Could I ask you, please, to update your Emacs (if you haven't already
done so) and rebuild it.  With any luck, the current bug will have been
fixed.  I'm leaving the rest of your last post here, just in case we
don't yet have a fix.  Would you please let us know how your latest test
goes.  Thanks!

> Before diving into the details, let me note that the issue does not appear
> to be an isolated peculiarity related to inserting large chunks of code --
> the same bug has shown up repeatedly the past few days in more "organic"
> situations involving normal C++ code.  The example noted in my original
> report remains the simplest reproducible one that I've found.
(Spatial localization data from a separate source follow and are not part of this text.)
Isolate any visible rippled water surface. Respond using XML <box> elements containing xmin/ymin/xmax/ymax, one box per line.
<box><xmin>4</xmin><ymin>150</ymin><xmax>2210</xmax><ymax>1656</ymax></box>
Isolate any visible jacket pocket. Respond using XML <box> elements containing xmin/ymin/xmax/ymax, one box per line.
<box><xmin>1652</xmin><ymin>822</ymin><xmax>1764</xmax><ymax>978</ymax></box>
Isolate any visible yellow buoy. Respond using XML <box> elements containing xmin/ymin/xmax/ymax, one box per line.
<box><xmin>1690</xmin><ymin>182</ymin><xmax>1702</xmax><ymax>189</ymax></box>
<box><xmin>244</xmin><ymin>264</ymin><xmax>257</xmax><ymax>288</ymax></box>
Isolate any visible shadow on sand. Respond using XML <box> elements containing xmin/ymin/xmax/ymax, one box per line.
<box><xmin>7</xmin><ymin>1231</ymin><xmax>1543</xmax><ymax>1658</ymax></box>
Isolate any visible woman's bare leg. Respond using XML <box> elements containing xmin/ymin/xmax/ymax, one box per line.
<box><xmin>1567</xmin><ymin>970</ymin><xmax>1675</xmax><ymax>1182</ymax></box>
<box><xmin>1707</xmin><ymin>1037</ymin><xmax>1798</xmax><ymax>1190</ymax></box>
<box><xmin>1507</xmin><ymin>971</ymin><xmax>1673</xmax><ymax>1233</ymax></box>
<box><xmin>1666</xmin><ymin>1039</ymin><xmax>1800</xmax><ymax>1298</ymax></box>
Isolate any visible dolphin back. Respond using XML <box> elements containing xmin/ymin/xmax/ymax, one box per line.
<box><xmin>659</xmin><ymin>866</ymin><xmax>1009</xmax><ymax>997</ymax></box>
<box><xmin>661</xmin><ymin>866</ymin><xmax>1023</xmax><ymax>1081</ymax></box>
> The part of c-guess-basic-syntax that generates the error ("Wrong type
> argument: number-or-marker-p, nil") is the following:

>   ;; CASE 5B: After a function header but before the body (or
> ;; the ending semicolon if there's no body).
> ((save-excursion
>    (when (setq placeholder (c-just-after-func-arglist-p
>     (max lim (c-determine-limit 500))))
>      (setq tmp-pos (point))))
>  (cond

> The issue is that (c-determine-limit 500) returns nil, which is an invalid
> argument to ~max~.

> When I instrument and step through the offending invocation of
> c-determine-limit, the execution passes through the second branch of the
> final ~cond~ clause, which reads as follows:

> ((>= count how-far-back)
>  (c-determine-limit-no-macro
>  (+ (car elt) (- count how-far-back))
>  org-start))

> Stepping through the above code block in edebug using SPC, the function
> c-determine-limit-no-macro returns ~nil~, which then propagates as the
> return value of c-determine-limit.  The problem boils down to: why does
> c-determine-limit-no-macro return ~nil~?

> The arguments passed to the function c-determine-limit-no-macro in the
> offending invocation are non-nil.  That function is simple enough to
> analyze with the naked eye, and it seems logically impossible for it to
> return nil on non-nil arguments.  When I tried debugging it, the issue went
> away entirely -- after instrumentation, c-determine-limit-no-macro returns
> a numerical value, as it should, which propagates to a numerical return
> value of c-determine-limit, and hence to an error-free execution of
> c-guess-basic-syntax.  This is all with emacs -Q and tested repeatedly
> across fresh startups of emacs.  I then tried simply C-M-x'ing
> c-determine-limit-no-macro on startup, and the original issue went away.

> As a "fix", I've simply copied the definition of c-determine-limit-no-macro
> to my init file.  I'd still be happy to understand better what's going on.

> Thanks, best,

> Paul

-- 
Alan Mackenzie (Nuremberg, Germany).